Comment bien choisir sa prévoyance : les critères clés
Choisir une prévoyance ne doit pas se faire au hasard, car tous les contrats ne se valent pas. Certains protègent réellement, d’autres couvrent peu de situations. Voici les critères essentiels à passer au crible pour une protection efficace.
✓ Les délais de carence
Le délai de carence, ou franchise, est la période pendant laquelle l’assurance ne verse aucune indemnité. Certaines prévoyances ne commencent à indemniser qu’après 30, 60 ou même 90 jours… ce qui est beaucoup trop long pour un indépendant.

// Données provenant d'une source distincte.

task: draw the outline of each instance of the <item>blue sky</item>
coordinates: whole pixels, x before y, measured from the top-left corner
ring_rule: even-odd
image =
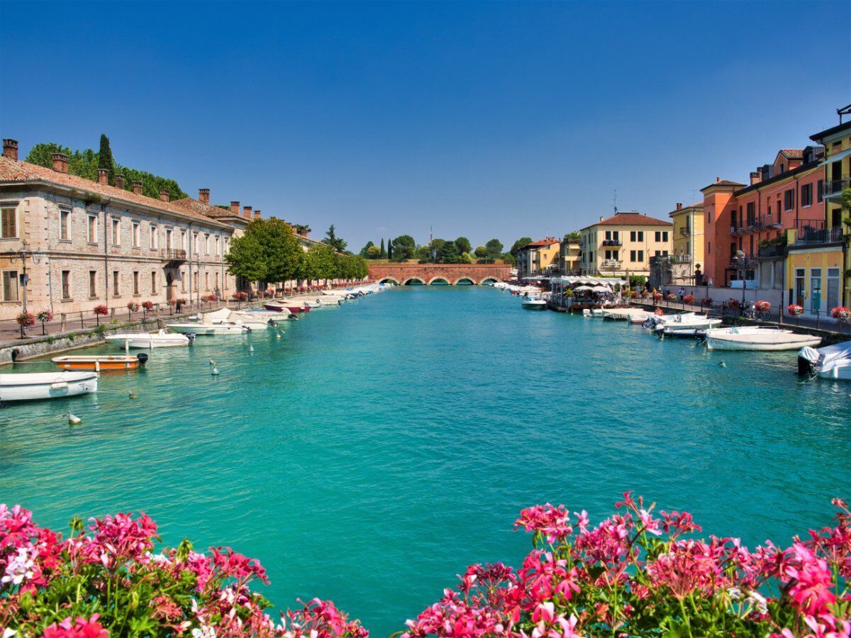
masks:
[[[0,24],[22,153],[105,132],[122,163],[355,251],[561,234],[614,189],[665,217],[851,102],[848,2],[3,2]]]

Idéalement, pour être réellement protégé :
- viser 3 à 7 jours de franchise pour maladie ou accident,
- une franchise un peu plus longue pour les hospitalisations ou la maternité selon les besoins.
Plus la franchise est courte, plus la protection est utile.
✓ Le niveau d’indemnisation
Le montant des indemnités journalières doit être réaliste, c’est-à-dire couvrir :
- le minimum vital du foyer,
- les dépenses professionnelles,
- les charges fixes.
En général, une couverture utile doit représenter au moins 70 % du revenu. Certains contrats montent jusqu’à 100 %, mais le prix augmente.
✓ Les exclusions : un point crucial
C’est l’un des critères les plus importants… et les plus mal compris. Beaucoup de contrats “à bas prix” excluent :
- les pathologies du dos (lumbago, sciatique, hernie discale non opérée),
- les arrêts pour stress, anxiété, burn-out,
- les affections psychologiques,
- certains sports (ski hors piste, équitation, arts martiaux),
- les arrêts courts qui ne nécessitent pas d’hospitalisation.
👉 Résultat : ce sont justement les motifs d’arrêt les plus fréquents chez les indépendants ! Donc une prévoyance qui exclut ça… protège assez peu.
Un contrat de qualité doit :
- couvrir les arrêts liés au dos,
- couvrir les arrêts pour épuisement, anxiété, burn-out,
- indemniser sans exigence d’hospitalisation,
- intégrer les risques liés à son métier (coiffure, artisanat, manutention, informatique…).
Ce critère fait vraiment toute la différence.
✓ Le taux d’invalidité pris en compte
Certains contrats n’indemnisent qu’en cas d’invalidité très élevée (ex. : >66 %), ce qui laisse de nombreuses situations sans compensation. Or, une invalidité partielle peut déjà empêcher totalement un indépendant d’exercer. Un bon contrat reconnaît l’invalidité dès 33 %, avec une rente adaptée.
✓ Les garanties décès
Même si ce n’est pas la priorité pour tous, elles sont importantes si l’indépendant a des enfants, un crédit immobilier et un conjoint dépendant de son revenu.
Il faut vérifier :
- le montant du capital décès,
- l’existence d’une rente éducation (pour les enfants),
- une rente conjoint si nécessaire.
✓ L’adéquation au métier
Chaque profession n’a pas les mêmes risques :
- un coiffeur : dos, tendinite, station debout
- un chauffeur VTC : accident, dos, fatigue
- un artisan : blessures, effort physique
- un freelance digital : burn-out, troubles musculo-squelettiques
- un médecin libéral : surmenage, risques infectieux
La prévoyance doit couvrir les risques spécifiques du métier, et non appliquer des exclusions qui rendraient la garantie inutile.
La prévoyance n’est pas une dépense, mais une véritable stratégie de sécurité pour un indépendant. Elle protège le revenu, l’activité et la famille face à des risques qui peuvent survenir à tout moment. Dans un contexte où les indépendants restent beaucoup moins couverts que les salariés, souscrire une assurance prévoyance permet d’éviter qu’un accident de la vie ne conduise à une catastrophe financière. C’est un choix qui offre de la sérénité, de la stabilité et une vraie tranquillité d’esprit à long terme.